Drittens ist daran falsch, dass die Rechnung ohne den Wirt gemacht wird. Denn die Mächtigen   verfangen sich in einem selbst erzeugten, ständig wachsenden  Widerspruchsgefüge. Die  deutlich sich formierenden globalen Gegenkräfte werden außer Betracht gelassen. So schwächt man den so notwendigen Widerstand.

Viertens hat die Macht durchaus  ihre eigene, wenn auch beschränkte  und in sich eben zwangsläufig Widersprüche hervortreibende  Logik. Sie ist im  Sinne  des Machterhalts durchaus um Rationalität bemüht. Dieser  engstirnigen Logik müssen wir aber  die  vorwärts weisende  und umfassende Rationalität der Beherrschten, der Ausgeplünderten, der Opfer entgensetzen.

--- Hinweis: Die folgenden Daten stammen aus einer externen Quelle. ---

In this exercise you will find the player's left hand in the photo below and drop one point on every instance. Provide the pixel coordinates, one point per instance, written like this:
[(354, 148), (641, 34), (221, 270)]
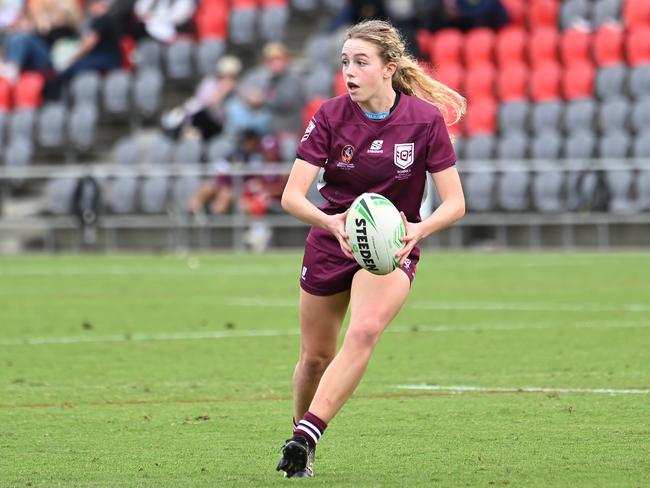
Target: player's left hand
[(414, 234)]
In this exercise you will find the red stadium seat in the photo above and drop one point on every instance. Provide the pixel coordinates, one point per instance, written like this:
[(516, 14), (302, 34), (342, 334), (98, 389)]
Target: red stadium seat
[(512, 82), (479, 47), (479, 82), (545, 82), (543, 13), (446, 46), (636, 13), (516, 11), (450, 75), (543, 45), (637, 46), (5, 95), (27, 93), (481, 117), (578, 80), (575, 46), (511, 45), (608, 45)]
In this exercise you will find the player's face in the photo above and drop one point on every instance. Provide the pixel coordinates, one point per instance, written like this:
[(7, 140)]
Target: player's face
[(363, 70)]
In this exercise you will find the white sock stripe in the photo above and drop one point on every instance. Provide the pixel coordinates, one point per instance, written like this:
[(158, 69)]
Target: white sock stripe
[(312, 427), (308, 432)]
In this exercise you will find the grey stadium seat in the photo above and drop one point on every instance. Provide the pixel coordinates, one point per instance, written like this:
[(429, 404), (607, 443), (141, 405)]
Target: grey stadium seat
[(641, 115), (546, 115), (614, 114), (116, 92), (123, 190), (514, 145), (208, 53), (546, 145), (610, 82), (242, 26), (153, 194), (50, 128), (82, 125), (84, 87), (147, 91), (179, 58), (513, 116), (574, 11), (273, 22), (640, 81), (579, 115), (59, 193), (606, 11)]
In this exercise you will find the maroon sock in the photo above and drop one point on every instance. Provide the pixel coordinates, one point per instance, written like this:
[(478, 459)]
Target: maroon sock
[(311, 428)]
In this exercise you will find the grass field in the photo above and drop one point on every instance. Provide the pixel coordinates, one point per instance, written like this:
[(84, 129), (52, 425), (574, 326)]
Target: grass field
[(174, 371)]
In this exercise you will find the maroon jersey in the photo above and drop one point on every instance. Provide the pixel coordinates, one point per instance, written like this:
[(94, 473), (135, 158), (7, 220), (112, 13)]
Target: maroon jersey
[(390, 156)]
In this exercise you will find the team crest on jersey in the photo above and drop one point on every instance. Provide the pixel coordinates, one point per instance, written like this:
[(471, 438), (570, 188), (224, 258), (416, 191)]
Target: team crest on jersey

Der militärisch-industrielle Komplex hat ohne Feindbild und ohne Ausweitung der Kriege keine Zukunft. Er kämpft also durchaus nach Maßgabe seiner notwendig bornierten Rationalität um sein nacktes Überleben. Dass er damit das Leben überhaupt aufs Spiel setzt, ist nicht gewollt, wird aber  als mögliche Konsequenz ausgeblendet, verdrängt.  Wir, die Betroffenen, müssen daher auf den Irrationalismus genau dieses systemaren Zusammenhangs zielen, den es auszuhebeln gilt, um  der  Rationalität voll umfänglich  Geltung verschaffen zu können und zwar  im Gattungsinteresse.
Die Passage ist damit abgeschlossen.